IndiGo cites data to defend ‘refusal’
Body of an HIV-positive child from Assam was allegedly refused transportation at Chennai airport
- Published 9.07.19, 1:46 AM
- Updated 9.07.19, 1:46 AM
- 2 mins read
The customer relations wing of IndiGo (InterGlobe Aviation Ltd), in an email to The Telegraph on Monday, spoke of “scientific evidence” that “infectious HIV has been recovered from human corpses between 11 to 16 days after death in bodies”.
This follows a mail to the airlines for a response to an incident at Chennai airport where the body of an HIV-positive child from Assam was allegedly refused transportation.
The email said the “HIV virus falls under category A of dangerous goods, which is forbidden in pax and cargo aircraft”.
The airlines cited a policy of the National AIDS Control Organisation (Naco), saying, “According to the Naco policy, infectious HIV has been recovered from human corpses between 11 and 16 days after death in bodies stored at the usual mortuary temperature of 2 degrees Celsius (unlike other virus and bacteria). It is unclear how long infectious HIV may persist in corpses left to decay at normal room temperature, but HIV has been cultured from organs stored at 20 degrees Celsius up to 14 days.”
It added, “In this context, it is recommended not to carry humans affected by the HIV virus. In addition, the HIV virus falls under category A of dangerous goods, which is forbidden in pax and cargo aircraft. According to the IATA Dangerous Goods Regulations (DGR) manual UN ID 2814, it is forbidden to accept HIV-infected (human retrovirus) on passenger aircraft.”
AIDS activist Jahnabi Goswami slammed the airline for posting “blatant lies”.
She said the airline was excusing itself for its “discriminatory” behaviour and “using the Naco policy as a cover to hide from the truth”.
She said there was “no such Naco policy” and was mulling a letter to the ministry of civil aviation to highlight the point that such “discriminatory” behaviour may be repeated by other private airlines.
“We all know how HIV is transmitted. There are no restrictions in conducting a post-mortem on HIV-positive bodies. There are dos and don’ts in handling bodies. A body shouldn’t be touched with bare hands.
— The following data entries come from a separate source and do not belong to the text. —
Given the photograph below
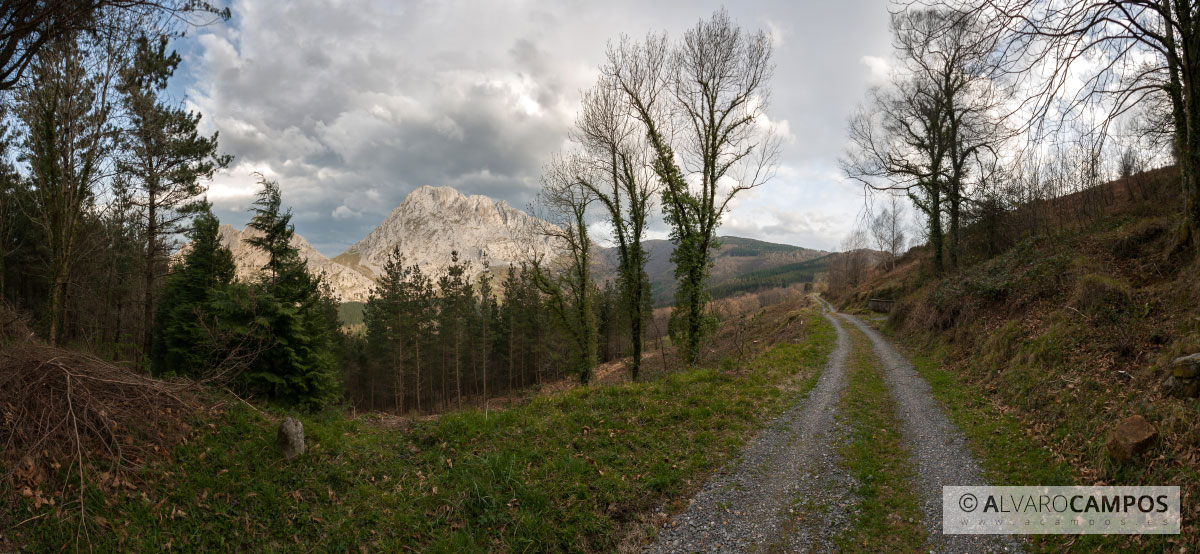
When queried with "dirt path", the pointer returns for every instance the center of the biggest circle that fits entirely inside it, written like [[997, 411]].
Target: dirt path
[[789, 491], [940, 450], [759, 503]]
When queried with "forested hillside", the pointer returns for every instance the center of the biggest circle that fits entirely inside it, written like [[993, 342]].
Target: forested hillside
[[1069, 323]]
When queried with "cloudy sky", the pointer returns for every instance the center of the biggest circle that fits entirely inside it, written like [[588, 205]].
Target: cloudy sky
[[353, 104]]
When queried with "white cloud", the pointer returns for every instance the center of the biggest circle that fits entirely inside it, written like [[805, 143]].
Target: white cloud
[[351, 108]]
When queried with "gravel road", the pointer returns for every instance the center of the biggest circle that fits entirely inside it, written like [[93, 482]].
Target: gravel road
[[940, 450], [763, 500], [787, 493]]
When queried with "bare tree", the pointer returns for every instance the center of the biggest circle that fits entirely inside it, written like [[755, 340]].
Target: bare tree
[[849, 268], [701, 104], [1129, 50], [569, 285], [617, 173], [933, 128], [887, 229]]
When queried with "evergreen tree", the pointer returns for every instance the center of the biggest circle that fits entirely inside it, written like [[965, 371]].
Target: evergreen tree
[[186, 323], [297, 363], [167, 157]]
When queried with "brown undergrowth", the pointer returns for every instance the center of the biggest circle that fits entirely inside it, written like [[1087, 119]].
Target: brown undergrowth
[[73, 422], [1071, 332]]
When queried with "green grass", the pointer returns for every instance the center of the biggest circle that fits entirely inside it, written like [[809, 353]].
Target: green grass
[[569, 473], [888, 515]]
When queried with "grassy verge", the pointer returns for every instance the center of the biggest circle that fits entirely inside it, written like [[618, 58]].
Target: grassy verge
[[1009, 455], [570, 473], [888, 515]]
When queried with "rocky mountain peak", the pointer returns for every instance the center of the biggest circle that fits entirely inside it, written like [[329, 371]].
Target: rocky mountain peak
[[433, 221]]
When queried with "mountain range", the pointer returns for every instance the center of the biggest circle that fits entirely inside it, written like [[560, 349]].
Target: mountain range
[[433, 221]]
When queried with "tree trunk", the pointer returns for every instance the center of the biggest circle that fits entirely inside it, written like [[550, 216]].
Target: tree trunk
[[148, 309], [58, 299]]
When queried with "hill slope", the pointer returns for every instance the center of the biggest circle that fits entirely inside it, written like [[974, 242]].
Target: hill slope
[[1069, 330]]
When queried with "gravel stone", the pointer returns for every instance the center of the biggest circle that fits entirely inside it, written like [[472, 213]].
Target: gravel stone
[[786, 491], [940, 450]]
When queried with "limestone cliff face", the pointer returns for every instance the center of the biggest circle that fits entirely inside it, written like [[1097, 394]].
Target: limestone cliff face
[[347, 284], [435, 221], [426, 227]]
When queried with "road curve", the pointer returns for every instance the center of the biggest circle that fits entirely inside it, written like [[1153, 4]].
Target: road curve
[[940, 450]]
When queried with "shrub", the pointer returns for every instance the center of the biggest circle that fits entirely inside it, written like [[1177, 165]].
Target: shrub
[[1101, 296]]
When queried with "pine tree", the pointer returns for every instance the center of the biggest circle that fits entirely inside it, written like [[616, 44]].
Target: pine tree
[[185, 341], [168, 156], [297, 366]]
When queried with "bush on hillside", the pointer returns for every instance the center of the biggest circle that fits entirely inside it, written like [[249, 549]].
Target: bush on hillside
[[1101, 296]]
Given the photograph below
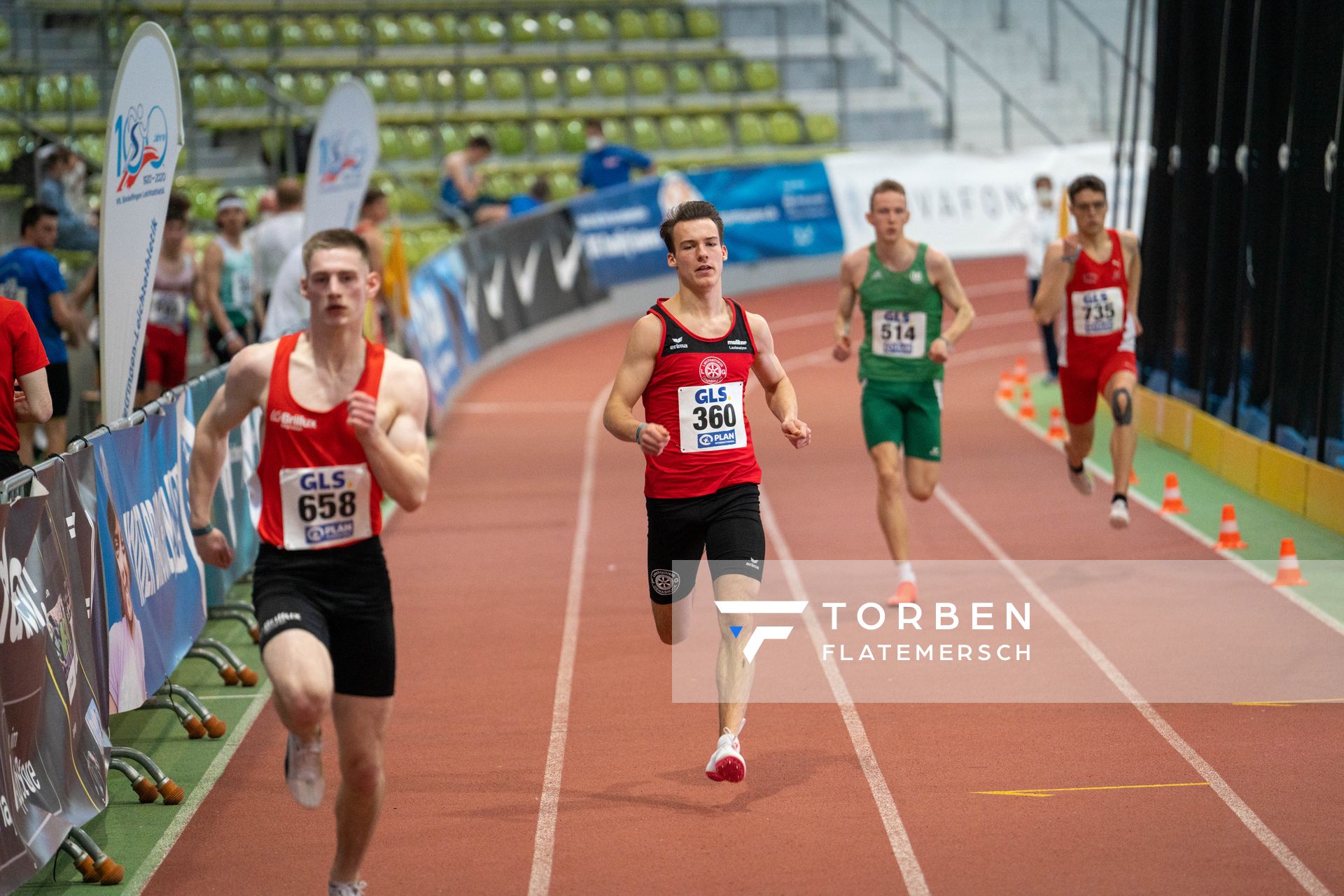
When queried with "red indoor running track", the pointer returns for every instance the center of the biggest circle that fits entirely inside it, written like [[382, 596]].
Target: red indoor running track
[[528, 559]]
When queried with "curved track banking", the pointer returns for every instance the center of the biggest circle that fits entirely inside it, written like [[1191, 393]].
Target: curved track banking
[[483, 578]]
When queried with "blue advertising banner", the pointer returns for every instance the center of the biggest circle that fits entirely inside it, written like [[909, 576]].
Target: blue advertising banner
[[152, 574], [772, 211]]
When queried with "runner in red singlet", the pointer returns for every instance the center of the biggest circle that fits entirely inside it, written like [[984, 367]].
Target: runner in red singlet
[[1094, 272], [689, 359], [343, 424]]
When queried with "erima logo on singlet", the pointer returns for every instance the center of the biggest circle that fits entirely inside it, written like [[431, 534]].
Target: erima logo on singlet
[[296, 422]]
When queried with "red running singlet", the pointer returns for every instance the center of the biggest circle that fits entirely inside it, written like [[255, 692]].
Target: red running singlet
[[316, 488], [696, 391]]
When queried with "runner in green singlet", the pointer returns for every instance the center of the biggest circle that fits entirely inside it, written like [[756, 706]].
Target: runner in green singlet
[[901, 288]]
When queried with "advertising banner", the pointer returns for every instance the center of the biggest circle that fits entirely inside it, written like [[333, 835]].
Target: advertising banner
[[773, 211], [144, 137], [152, 574], [52, 713]]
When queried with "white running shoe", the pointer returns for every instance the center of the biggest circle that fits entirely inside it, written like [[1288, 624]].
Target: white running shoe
[[304, 773], [1081, 480], [727, 763]]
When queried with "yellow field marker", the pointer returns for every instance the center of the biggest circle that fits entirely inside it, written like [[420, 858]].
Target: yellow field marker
[[1051, 792]]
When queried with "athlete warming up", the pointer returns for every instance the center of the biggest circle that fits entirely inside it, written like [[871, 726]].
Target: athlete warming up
[[343, 425], [689, 360], [1094, 272], [901, 288]]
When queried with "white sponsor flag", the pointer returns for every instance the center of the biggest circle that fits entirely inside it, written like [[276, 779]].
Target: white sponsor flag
[[144, 137], [340, 163]]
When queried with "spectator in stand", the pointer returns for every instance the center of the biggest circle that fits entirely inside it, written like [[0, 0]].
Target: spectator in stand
[[74, 232], [33, 276], [608, 164], [537, 197], [463, 183], [277, 237]]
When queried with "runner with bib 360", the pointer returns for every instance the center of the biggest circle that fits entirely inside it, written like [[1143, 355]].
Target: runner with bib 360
[[901, 288]]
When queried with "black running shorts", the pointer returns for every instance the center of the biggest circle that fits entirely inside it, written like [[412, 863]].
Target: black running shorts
[[342, 597], [723, 526]]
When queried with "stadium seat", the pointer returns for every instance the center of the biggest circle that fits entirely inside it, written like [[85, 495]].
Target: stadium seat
[[631, 24], [442, 86], [687, 78], [475, 85], [578, 81], [593, 26], [612, 81], [702, 23], [650, 80], [406, 86], [507, 83], [721, 77], [546, 83], [784, 128], [761, 76], [676, 133]]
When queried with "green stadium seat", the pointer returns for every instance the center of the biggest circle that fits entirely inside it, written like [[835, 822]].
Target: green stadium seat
[[822, 130], [644, 133], [687, 78], [702, 23], [650, 80], [350, 31], [676, 133], [510, 139], [578, 81], [387, 33], [546, 83], [484, 29], [442, 86], [419, 30], [631, 24], [711, 132], [523, 29], [420, 143], [406, 86], [721, 77], [612, 81], [761, 76], [784, 128], [546, 140], [507, 83], [475, 85], [593, 26], [573, 137], [556, 27], [666, 24]]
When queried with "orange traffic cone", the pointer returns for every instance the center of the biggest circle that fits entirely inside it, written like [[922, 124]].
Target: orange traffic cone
[[1172, 501], [1026, 412], [1057, 426], [1289, 573], [1228, 536]]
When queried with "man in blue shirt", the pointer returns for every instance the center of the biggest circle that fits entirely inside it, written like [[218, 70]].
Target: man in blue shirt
[[31, 274], [605, 164]]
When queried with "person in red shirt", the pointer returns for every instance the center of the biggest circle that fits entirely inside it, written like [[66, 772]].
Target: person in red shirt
[[343, 425], [1094, 274], [23, 363], [689, 360]]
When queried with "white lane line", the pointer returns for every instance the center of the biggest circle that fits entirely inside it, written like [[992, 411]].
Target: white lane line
[[543, 848], [897, 836], [198, 793], [1294, 865]]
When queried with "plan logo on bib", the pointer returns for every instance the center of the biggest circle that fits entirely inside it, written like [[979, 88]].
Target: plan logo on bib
[[141, 141]]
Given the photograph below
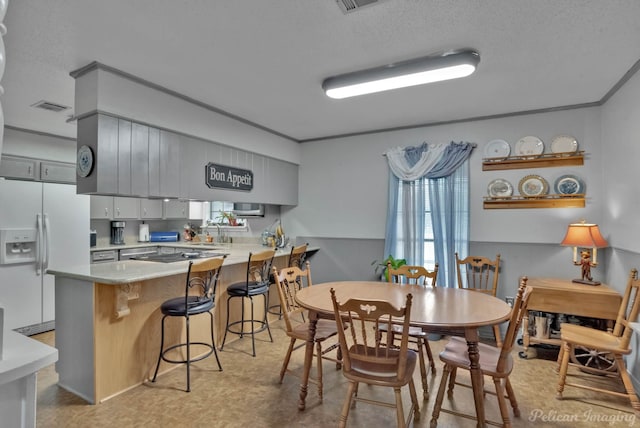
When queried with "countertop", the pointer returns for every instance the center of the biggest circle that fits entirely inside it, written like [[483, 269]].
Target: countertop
[[126, 271], [177, 244]]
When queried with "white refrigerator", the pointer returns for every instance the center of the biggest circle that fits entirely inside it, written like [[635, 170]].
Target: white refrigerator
[[58, 220]]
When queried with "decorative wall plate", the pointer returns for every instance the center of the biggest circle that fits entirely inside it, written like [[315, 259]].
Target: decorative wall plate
[[500, 188], [564, 144], [84, 163], [497, 149], [568, 185], [529, 146], [533, 185]]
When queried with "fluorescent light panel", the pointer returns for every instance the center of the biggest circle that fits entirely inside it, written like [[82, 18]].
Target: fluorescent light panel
[[433, 68]]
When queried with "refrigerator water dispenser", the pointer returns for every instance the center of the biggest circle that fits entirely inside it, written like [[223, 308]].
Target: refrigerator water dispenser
[[18, 246]]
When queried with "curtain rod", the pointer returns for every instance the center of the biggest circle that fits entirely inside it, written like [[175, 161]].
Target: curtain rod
[[474, 145]]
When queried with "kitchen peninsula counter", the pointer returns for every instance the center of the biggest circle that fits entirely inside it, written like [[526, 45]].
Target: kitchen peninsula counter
[[127, 271], [108, 318]]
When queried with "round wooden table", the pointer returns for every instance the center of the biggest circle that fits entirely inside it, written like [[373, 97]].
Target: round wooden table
[[449, 311]]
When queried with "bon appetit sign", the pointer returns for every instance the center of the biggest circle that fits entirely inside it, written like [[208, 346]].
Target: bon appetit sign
[[226, 177]]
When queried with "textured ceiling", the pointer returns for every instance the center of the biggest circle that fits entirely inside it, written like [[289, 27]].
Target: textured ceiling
[[265, 60]]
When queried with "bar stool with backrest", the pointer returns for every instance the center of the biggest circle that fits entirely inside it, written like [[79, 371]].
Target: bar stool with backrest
[[480, 274], [495, 362], [296, 258], [255, 284], [202, 279], [289, 280], [373, 362], [418, 275], [614, 344]]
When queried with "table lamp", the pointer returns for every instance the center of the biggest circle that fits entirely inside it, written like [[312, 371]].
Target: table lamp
[[584, 235]]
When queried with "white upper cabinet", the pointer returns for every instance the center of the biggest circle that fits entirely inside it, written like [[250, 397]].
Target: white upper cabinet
[[176, 209], [133, 159], [150, 209]]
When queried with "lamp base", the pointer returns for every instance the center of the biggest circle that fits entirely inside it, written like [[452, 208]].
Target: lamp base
[[586, 282]]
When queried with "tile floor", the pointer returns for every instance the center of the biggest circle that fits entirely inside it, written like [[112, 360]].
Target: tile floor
[[247, 394]]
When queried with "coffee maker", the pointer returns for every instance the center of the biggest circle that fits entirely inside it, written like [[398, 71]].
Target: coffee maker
[[117, 232]]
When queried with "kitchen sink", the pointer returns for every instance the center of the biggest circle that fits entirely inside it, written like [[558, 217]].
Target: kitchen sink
[[178, 257]]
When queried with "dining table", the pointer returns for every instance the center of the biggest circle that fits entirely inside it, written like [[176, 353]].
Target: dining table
[[439, 310]]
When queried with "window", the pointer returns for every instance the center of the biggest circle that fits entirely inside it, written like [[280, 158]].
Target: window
[[216, 210], [429, 258]]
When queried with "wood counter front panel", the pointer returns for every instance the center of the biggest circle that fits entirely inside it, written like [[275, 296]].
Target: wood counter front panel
[[126, 348]]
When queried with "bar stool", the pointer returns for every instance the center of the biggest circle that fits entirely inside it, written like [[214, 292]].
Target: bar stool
[[203, 277], [296, 259], [256, 284]]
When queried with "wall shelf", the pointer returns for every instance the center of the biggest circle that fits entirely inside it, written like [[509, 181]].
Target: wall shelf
[[543, 161], [546, 201]]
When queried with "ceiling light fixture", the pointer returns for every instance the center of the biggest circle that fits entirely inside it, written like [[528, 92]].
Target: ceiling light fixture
[[428, 69]]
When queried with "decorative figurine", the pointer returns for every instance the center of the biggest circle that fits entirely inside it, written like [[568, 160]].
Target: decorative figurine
[[585, 263]]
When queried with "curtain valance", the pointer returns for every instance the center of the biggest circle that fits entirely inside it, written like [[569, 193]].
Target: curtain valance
[[430, 160]]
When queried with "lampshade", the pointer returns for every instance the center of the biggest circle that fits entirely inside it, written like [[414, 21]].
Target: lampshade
[[584, 235], [432, 68]]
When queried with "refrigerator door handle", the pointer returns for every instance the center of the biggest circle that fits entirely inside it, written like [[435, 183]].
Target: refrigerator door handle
[[47, 243], [39, 243]]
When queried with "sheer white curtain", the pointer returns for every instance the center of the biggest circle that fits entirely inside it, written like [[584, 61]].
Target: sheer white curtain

I will write a letter to the ministry of aviation. Such an incident may be repeated by other airlines,” she said.
The Telegraph contacted a Naco official in Delhi who said, “What the airline stated is scientific evidence and not Naco policy. The virus does not spread through the air. What the airline stated is, in fact, related to blood and blood-related products. It is out of context. Will an HIV-positive person be considered dangerous? Just because an HIV-positive person is carrying the virus that doesn’t mean we will prevent that person from coming close to us. Naco has no policy in cases outside its purview. This is within the purview of the aviation sector.”
The email mentioned that on June, 28 a cargo staff received a call from an ambulance company to confirm whether the airline accepts the body of an HIV-infected baby. The staff called back conveying that he will not be able to accept the body.